Aquatic plants, including microscopic algae, oxygenate water and absorb wastes excreted by fish and other pond life. When nutrients overwhelm the system, algae blooms lower visibility in the pool and can turn the water dark green. Biological and mechanical filters, along with aeration, help control algae growth in decorative ponds, but the water returning to the pool still carries both bacteria and algae. Ultraviolet light sterilizers installed in the return line clarify the pond water without chemicals.
  1. Algae Blooms

    • Algae cause seasonal water-quality problems in decorative ponds, becoming abundant as water warms. Ponds with a perfect balance of animal and vegetable life stay clear without treatment or filtration, according to the Alabama Cooperative Extension System. Finding that perfect mixture of fish and aquatic plants might be impossible for the average homeowner, since many nutrients enter the pond from outside sources. Storm runoff entering the pond can carry fertilizer from the lawn as well as yard debris, adding to the nutrients already in the water. Algae blooms darken the water in response to an overabundance of food.

    Filtration

    • Circulating the pond water through mechanical and biological filters removes some of the excess nutrients from the pond. Mechanical filters remove suspended debris, and biological filters draw the water through layers of bacterial mats. Bacteria in the mats digest the extra nutrients, and cleaner water returns to the pond. Aeration by pumps also places more oxygen in the water, causing phosphorous to settle out of reach of suspended algae. Microscopic algae need light as well as fertilizer, and only flourish in the upper few feet of pond water. Filters can reduce algae populations by limiting nutrients, but don't remove algae from the water.

    UV Sterilizers

    • Ultraviolet sterilizers added to the return line of either above-ground or submerged filters kill algae and bacteria in the water flowing back to the pond.
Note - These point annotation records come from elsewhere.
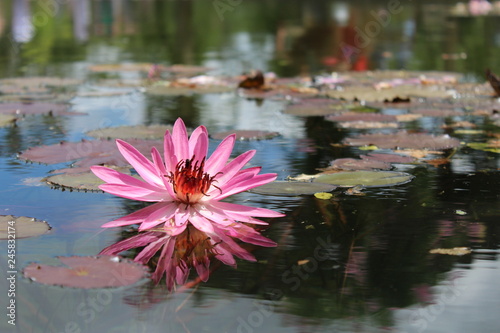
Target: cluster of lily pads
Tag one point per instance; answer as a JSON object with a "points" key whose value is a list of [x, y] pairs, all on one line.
{"points": [[377, 104]]}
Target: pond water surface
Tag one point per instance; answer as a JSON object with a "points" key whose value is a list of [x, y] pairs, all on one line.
{"points": [[354, 263]]}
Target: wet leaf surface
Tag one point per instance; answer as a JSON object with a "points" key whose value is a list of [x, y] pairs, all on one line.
{"points": [[246, 135], [365, 178], [292, 188], [21, 227], [150, 132], [88, 272], [87, 153], [404, 140]]}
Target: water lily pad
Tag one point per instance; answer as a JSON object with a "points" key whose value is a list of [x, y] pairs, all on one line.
{"points": [[131, 132], [316, 107], [82, 181], [365, 178], [35, 108], [490, 146], [358, 164], [7, 120], [15, 227], [404, 140], [246, 135], [389, 158], [292, 188], [88, 272], [455, 251], [86, 153], [353, 116]]}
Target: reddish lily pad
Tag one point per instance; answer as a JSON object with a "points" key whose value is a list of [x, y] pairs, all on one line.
{"points": [[16, 227], [246, 135], [35, 108], [389, 158], [88, 272], [358, 164], [365, 178], [365, 117], [292, 188], [82, 181], [404, 140], [87, 153], [316, 107], [150, 132]]}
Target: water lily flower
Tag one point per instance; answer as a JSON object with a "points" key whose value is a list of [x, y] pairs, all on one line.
{"points": [[190, 248], [187, 185]]}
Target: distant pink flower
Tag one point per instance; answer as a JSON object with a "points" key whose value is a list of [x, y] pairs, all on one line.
{"points": [[187, 185], [190, 248]]}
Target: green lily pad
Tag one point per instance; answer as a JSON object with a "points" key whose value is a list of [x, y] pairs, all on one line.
{"points": [[484, 146], [365, 178], [152, 132], [291, 189], [15, 227]]}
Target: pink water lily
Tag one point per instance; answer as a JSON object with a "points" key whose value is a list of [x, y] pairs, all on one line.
{"points": [[190, 248], [187, 185]]}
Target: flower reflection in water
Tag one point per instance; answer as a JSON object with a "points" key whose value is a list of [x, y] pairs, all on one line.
{"points": [[189, 225], [191, 248]]}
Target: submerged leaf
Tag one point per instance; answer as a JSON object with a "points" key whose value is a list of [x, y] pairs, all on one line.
{"points": [[246, 135], [15, 227], [151, 132], [404, 140], [292, 188], [365, 178], [88, 272]]}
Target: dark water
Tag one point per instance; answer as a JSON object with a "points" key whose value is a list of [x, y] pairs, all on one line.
{"points": [[351, 264]]}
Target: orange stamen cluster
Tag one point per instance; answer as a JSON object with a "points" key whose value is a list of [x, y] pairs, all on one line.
{"points": [[190, 181]]}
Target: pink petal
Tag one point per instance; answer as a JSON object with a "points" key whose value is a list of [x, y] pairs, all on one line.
{"points": [[155, 154], [180, 140], [246, 185], [130, 243], [169, 152], [149, 251], [144, 167], [198, 143], [134, 192], [245, 211], [233, 167], [219, 157], [201, 223], [162, 214], [135, 217]]}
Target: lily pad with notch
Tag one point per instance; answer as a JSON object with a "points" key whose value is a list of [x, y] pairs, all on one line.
{"points": [[292, 188], [21, 227], [88, 272], [365, 178]]}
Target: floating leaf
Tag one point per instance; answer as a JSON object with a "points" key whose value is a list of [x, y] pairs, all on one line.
{"points": [[86, 153], [36, 108], [292, 188], [358, 164], [389, 158], [316, 107], [15, 227], [246, 135], [404, 140], [83, 181], [456, 251], [323, 195], [150, 132], [7, 120], [88, 272], [365, 178], [485, 146]]}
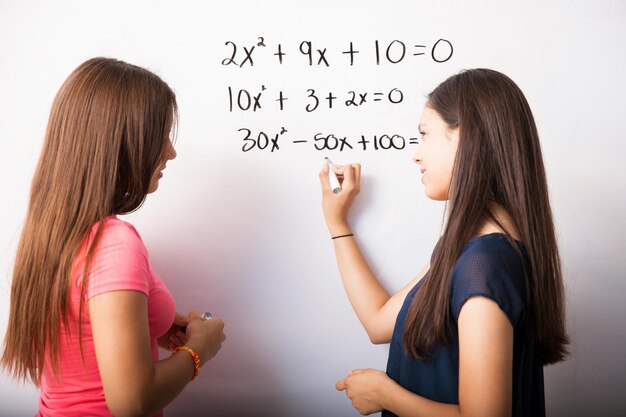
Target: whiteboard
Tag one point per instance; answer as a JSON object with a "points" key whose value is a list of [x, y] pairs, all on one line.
{"points": [[236, 226]]}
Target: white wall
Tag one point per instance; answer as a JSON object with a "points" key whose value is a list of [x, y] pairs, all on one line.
{"points": [[241, 233]]}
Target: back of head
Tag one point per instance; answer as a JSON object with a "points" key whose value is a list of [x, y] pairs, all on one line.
{"points": [[106, 135]]}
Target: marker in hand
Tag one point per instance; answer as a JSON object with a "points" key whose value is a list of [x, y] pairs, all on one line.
{"points": [[332, 177]]}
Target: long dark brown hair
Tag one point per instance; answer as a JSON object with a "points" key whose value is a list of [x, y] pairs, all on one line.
{"points": [[498, 162], [106, 136]]}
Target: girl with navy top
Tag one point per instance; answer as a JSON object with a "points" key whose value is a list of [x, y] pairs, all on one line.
{"points": [[471, 332]]}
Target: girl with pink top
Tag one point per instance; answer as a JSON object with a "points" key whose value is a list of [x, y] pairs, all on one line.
{"points": [[88, 313]]}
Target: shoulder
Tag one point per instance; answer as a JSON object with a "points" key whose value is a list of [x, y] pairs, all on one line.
{"points": [[488, 254], [490, 266], [120, 260], [118, 236]]}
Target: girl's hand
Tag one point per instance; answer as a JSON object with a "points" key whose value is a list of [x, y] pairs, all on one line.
{"points": [[365, 387], [175, 336], [337, 206], [205, 337]]}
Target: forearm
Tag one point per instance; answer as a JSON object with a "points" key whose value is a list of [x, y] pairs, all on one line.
{"points": [[405, 403], [169, 378], [366, 294]]}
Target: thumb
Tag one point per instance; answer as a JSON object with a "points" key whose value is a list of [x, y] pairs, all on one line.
{"points": [[181, 319], [342, 384]]}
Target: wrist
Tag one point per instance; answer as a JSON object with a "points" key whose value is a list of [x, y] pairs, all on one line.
{"points": [[342, 228], [387, 393]]}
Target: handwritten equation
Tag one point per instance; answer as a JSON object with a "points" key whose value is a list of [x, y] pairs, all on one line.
{"points": [[244, 100], [265, 98], [271, 142], [393, 52]]}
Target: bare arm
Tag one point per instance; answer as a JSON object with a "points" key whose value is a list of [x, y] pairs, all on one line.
{"points": [[374, 307], [133, 384], [485, 372]]}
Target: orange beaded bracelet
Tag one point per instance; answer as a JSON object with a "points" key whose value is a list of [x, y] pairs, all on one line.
{"points": [[196, 359]]}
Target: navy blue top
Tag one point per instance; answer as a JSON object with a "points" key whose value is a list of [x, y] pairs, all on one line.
{"points": [[490, 267]]}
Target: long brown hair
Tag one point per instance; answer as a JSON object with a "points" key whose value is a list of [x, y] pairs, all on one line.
{"points": [[106, 136], [498, 162]]}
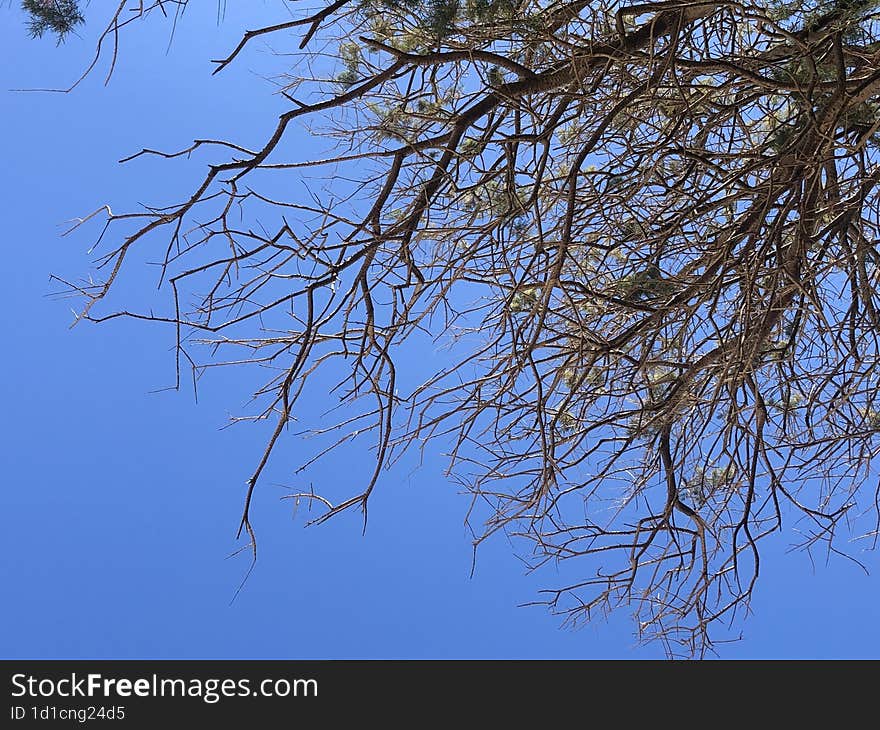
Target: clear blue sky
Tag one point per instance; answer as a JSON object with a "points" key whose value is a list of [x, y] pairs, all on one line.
{"points": [[121, 505]]}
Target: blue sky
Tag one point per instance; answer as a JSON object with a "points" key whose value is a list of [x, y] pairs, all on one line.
{"points": [[121, 503]]}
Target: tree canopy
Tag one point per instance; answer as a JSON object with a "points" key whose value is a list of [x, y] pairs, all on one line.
{"points": [[645, 233]]}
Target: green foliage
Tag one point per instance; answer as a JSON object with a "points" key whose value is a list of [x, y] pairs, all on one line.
{"points": [[57, 16]]}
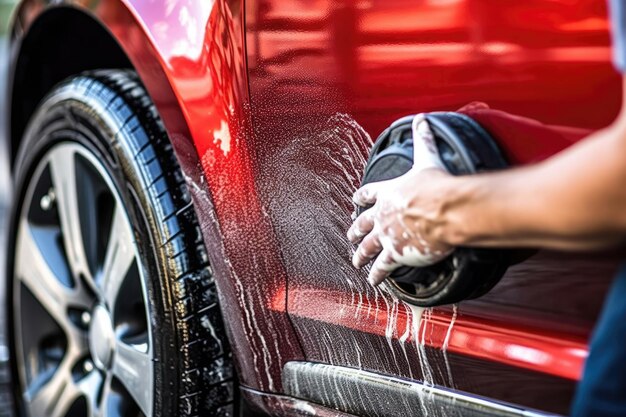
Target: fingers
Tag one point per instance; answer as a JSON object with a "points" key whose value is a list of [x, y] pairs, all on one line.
{"points": [[383, 266], [367, 250], [366, 195], [361, 226]]}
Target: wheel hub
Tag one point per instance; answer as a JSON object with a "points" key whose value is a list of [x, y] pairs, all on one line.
{"points": [[101, 337]]}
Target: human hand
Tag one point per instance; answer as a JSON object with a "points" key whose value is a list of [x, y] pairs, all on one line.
{"points": [[402, 225]]}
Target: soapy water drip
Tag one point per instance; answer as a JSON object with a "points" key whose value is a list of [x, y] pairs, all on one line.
{"points": [[307, 187], [446, 343]]}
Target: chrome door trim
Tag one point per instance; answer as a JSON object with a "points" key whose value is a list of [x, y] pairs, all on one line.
{"points": [[366, 393]]}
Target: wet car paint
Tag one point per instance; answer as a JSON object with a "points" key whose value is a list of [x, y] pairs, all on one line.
{"points": [[543, 67], [271, 106]]}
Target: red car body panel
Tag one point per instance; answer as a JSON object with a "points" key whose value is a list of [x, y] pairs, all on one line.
{"points": [[271, 105]]}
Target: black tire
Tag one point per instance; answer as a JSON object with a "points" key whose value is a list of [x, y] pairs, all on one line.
{"points": [[110, 114]]}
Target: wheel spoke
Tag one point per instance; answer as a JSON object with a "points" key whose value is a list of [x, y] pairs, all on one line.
{"points": [[120, 255], [53, 397], [63, 170], [134, 370], [33, 270], [106, 392]]}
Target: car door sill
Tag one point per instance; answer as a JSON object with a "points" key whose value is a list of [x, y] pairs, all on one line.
{"points": [[366, 393]]}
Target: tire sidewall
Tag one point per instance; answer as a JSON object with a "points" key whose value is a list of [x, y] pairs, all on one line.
{"points": [[70, 106]]}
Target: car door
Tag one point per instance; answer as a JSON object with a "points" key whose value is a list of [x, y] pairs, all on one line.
{"points": [[326, 77]]}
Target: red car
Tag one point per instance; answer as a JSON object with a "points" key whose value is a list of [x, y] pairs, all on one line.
{"points": [[183, 172]]}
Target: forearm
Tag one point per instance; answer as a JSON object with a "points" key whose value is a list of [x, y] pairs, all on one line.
{"points": [[575, 200]]}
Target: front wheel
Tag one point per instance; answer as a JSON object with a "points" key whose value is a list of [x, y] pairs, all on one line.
{"points": [[113, 310]]}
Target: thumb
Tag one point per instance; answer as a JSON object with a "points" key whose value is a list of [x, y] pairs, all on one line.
{"points": [[366, 195], [425, 153]]}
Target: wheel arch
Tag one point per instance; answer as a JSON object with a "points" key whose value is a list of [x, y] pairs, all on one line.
{"points": [[201, 92]]}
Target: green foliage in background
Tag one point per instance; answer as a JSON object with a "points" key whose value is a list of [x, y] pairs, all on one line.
{"points": [[6, 8]]}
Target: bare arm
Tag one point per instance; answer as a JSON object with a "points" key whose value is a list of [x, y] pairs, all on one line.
{"points": [[575, 200]]}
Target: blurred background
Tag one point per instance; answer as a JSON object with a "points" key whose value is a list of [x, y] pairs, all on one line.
{"points": [[6, 8]]}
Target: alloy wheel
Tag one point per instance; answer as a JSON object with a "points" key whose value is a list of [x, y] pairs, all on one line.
{"points": [[82, 325]]}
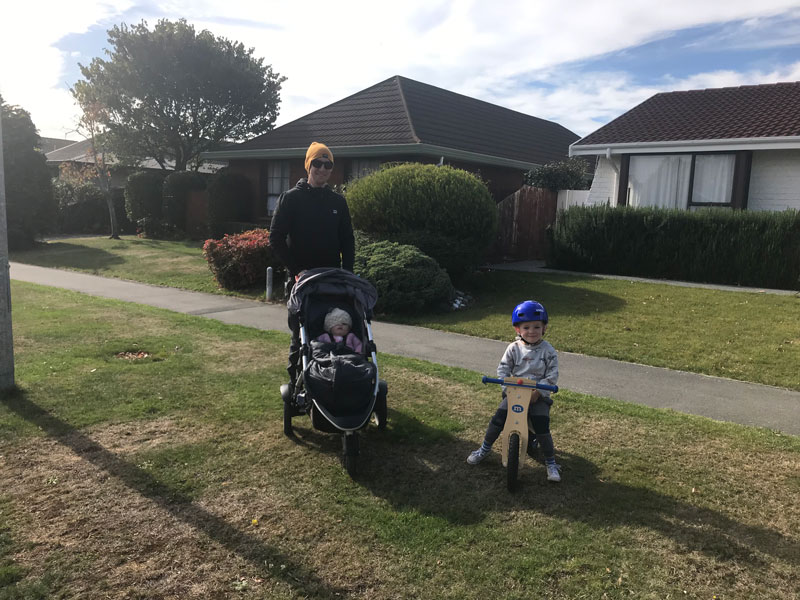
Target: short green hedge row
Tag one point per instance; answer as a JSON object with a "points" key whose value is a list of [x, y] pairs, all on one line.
{"points": [[759, 249]]}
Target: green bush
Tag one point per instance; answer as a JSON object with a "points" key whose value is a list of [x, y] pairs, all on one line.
{"points": [[570, 174], [30, 204], [447, 213], [177, 190], [760, 249], [81, 208], [143, 196], [230, 198], [240, 261], [406, 279]]}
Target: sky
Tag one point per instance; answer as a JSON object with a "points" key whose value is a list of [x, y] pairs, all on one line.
{"points": [[580, 63]]}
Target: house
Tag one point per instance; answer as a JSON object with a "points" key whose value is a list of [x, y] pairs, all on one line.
{"points": [[80, 154], [400, 120], [734, 147], [49, 144]]}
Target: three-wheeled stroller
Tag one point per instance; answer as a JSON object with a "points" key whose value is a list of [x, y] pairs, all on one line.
{"points": [[338, 388]]}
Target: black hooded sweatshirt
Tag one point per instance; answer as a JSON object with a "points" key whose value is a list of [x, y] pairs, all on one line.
{"points": [[311, 228]]}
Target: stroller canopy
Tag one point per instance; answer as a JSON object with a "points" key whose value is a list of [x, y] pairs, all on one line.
{"points": [[335, 282]]}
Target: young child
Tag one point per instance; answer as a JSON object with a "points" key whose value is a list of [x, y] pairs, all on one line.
{"points": [[337, 327], [533, 358]]}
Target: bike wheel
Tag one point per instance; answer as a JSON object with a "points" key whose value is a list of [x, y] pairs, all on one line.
{"points": [[350, 456], [513, 461]]}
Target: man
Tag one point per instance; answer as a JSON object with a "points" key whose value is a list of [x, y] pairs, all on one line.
{"points": [[311, 228]]}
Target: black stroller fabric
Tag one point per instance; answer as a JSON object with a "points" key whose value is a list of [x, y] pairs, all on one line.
{"points": [[334, 282], [341, 381]]}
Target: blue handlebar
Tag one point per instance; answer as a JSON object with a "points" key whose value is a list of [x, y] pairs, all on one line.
{"points": [[538, 386]]}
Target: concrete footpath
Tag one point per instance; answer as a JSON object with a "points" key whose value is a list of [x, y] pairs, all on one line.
{"points": [[714, 397]]}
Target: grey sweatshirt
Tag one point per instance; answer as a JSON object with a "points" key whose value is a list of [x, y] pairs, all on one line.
{"points": [[530, 361]]}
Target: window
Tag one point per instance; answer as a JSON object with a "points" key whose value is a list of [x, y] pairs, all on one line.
{"points": [[361, 166], [277, 182], [681, 180], [661, 181], [713, 179]]}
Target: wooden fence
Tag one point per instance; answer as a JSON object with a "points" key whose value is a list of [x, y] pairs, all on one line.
{"points": [[522, 228]]}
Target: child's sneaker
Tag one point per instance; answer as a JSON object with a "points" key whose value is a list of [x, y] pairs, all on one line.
{"points": [[477, 456]]}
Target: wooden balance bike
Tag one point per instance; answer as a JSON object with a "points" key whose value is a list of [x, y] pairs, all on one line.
{"points": [[514, 438]]}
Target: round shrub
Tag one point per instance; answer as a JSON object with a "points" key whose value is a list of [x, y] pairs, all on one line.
{"points": [[447, 213], [240, 261], [178, 187], [143, 196], [406, 279]]}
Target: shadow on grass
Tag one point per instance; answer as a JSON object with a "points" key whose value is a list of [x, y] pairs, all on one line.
{"points": [[65, 255], [417, 467], [180, 506]]}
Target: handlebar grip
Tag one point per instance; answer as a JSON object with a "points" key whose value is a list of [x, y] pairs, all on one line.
{"points": [[538, 386]]}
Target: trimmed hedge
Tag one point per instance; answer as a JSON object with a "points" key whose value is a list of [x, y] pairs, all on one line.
{"points": [[758, 249], [447, 213], [240, 261], [406, 279], [81, 208], [143, 192], [177, 189], [230, 197]]}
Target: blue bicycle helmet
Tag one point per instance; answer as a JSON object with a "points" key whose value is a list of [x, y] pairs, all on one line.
{"points": [[530, 310]]}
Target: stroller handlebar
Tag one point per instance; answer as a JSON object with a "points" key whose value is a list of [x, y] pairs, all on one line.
{"points": [[522, 383]]}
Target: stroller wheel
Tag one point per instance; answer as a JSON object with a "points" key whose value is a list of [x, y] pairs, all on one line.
{"points": [[380, 415], [350, 456], [286, 395], [287, 419]]}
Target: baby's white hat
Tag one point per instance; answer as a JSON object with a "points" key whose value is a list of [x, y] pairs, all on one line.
{"points": [[337, 316]]}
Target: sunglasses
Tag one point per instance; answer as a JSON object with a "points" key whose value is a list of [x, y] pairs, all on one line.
{"points": [[322, 164]]}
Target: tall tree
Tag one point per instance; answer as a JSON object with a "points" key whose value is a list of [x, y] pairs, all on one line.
{"points": [[172, 93], [90, 127], [30, 205]]}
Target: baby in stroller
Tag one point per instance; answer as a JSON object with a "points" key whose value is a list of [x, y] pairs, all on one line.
{"points": [[337, 382], [338, 325]]}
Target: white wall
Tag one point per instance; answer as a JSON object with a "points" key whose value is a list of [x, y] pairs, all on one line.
{"points": [[604, 184], [775, 180], [567, 198]]}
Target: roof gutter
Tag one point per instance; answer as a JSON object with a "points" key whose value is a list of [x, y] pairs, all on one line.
{"points": [[375, 151], [721, 145]]}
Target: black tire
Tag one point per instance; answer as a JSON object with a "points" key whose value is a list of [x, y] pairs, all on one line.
{"points": [[287, 420], [381, 412], [350, 456], [513, 461]]}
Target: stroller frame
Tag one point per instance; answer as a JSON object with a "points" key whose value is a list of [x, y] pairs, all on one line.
{"points": [[340, 288]]}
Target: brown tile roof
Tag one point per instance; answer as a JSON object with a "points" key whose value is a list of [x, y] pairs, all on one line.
{"points": [[403, 111], [769, 110]]}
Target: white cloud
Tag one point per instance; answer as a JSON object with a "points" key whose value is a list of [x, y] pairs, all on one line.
{"points": [[482, 49]]}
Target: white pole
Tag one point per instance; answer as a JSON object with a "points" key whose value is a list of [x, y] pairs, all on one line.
{"points": [[6, 337]]}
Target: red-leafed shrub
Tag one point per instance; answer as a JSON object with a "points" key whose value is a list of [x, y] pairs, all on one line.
{"points": [[240, 261]]}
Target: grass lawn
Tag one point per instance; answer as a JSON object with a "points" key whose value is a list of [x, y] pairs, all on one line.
{"points": [[158, 262], [746, 336], [168, 477]]}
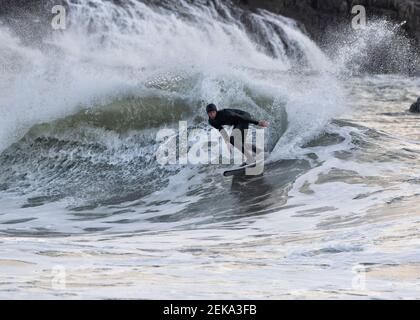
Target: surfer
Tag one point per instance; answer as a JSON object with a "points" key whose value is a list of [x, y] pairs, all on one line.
{"points": [[240, 121]]}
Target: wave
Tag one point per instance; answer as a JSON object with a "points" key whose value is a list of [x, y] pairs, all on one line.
{"points": [[80, 108]]}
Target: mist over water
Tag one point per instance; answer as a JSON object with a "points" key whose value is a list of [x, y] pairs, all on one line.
{"points": [[79, 114]]}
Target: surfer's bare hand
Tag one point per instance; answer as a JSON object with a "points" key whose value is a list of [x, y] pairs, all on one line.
{"points": [[263, 124]]}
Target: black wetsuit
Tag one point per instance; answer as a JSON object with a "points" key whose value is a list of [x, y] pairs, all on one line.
{"points": [[238, 119]]}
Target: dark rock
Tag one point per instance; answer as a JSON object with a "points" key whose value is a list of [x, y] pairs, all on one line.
{"points": [[321, 15], [415, 107]]}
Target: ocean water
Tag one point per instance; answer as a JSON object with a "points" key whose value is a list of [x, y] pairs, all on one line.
{"points": [[87, 212]]}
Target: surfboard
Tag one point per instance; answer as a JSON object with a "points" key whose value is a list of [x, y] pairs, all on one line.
{"points": [[242, 170]]}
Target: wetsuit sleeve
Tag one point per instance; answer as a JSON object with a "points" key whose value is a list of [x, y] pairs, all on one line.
{"points": [[214, 125]]}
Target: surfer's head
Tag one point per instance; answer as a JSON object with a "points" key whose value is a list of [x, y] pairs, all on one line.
{"points": [[211, 110]]}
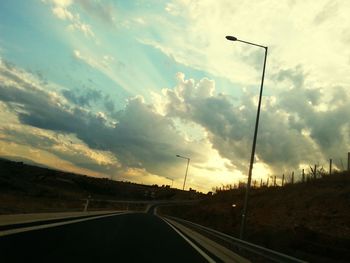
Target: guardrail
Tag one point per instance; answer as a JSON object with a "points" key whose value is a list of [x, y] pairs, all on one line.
{"points": [[265, 253]]}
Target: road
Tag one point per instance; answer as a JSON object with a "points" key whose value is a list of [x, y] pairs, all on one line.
{"points": [[133, 237]]}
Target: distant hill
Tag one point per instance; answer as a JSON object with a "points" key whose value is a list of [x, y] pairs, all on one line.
{"points": [[309, 220], [28, 188]]}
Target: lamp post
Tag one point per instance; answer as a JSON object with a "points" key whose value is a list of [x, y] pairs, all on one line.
{"points": [[172, 181], [188, 162], [245, 204]]}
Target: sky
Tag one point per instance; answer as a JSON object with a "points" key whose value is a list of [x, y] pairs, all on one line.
{"points": [[118, 88]]}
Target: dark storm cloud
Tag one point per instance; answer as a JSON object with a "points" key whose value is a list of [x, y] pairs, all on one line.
{"points": [[141, 138], [82, 97], [292, 130]]}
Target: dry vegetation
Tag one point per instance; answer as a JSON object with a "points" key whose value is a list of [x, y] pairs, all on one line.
{"points": [[309, 220], [31, 189]]}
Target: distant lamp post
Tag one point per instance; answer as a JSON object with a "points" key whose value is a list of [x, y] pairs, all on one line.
{"points": [[188, 162], [244, 212]]}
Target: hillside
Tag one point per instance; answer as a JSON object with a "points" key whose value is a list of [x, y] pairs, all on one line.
{"points": [[309, 220], [27, 188]]}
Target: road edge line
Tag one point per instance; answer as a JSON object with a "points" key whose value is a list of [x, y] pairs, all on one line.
{"points": [[200, 251], [38, 227]]}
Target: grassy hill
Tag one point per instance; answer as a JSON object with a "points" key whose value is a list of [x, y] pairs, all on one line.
{"points": [[309, 220], [27, 188]]}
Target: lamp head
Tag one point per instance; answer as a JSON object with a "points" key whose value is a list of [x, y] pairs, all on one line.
{"points": [[231, 38]]}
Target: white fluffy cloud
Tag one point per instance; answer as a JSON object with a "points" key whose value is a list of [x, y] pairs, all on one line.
{"points": [[293, 131], [60, 8]]}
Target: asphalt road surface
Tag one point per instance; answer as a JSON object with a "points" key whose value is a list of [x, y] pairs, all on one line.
{"points": [[134, 237]]}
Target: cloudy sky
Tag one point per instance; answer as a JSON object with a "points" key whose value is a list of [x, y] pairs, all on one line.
{"points": [[116, 89]]}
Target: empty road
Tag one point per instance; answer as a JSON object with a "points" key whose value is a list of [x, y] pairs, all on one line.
{"points": [[133, 237]]}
Not all UV sterilizers work underwater, however, and installing submersible types incorrectly can generate dangerous electric currents. UV sterilizers work by channeling water at a controlled rate through a small chamber holding a long quartz ultraviolet bulb. Water stays in the chamber long enough for the light to kill plankton. The algae numbers decline gradually, preventing the sudden drop in dissolved oxygen that can kill fish when algae blooms expire suddenly. UV sterilizers leave some algae in the pond.

    Matching the Pond

    • The wattage of a particular in-line UV sterilizer determines the volume of water the device treats effectively. A 40-watt sterilizer treats a pond of 1,200 to 2,000 gallons if combined with a pump-and-filter system that moves 3,000 gallons per hour. A 240-watt sterilizer matched to a 12,000-gallons-per-hour pump and filter controls algae in a pond holding from 13,000 to 17,000 gallons, according to Aqua Ultraviolet website. UV filters only reduce the numbers of microscopic algae in the pond. Floating algae mats or beds of filamentous algae might grow better in the clarified water.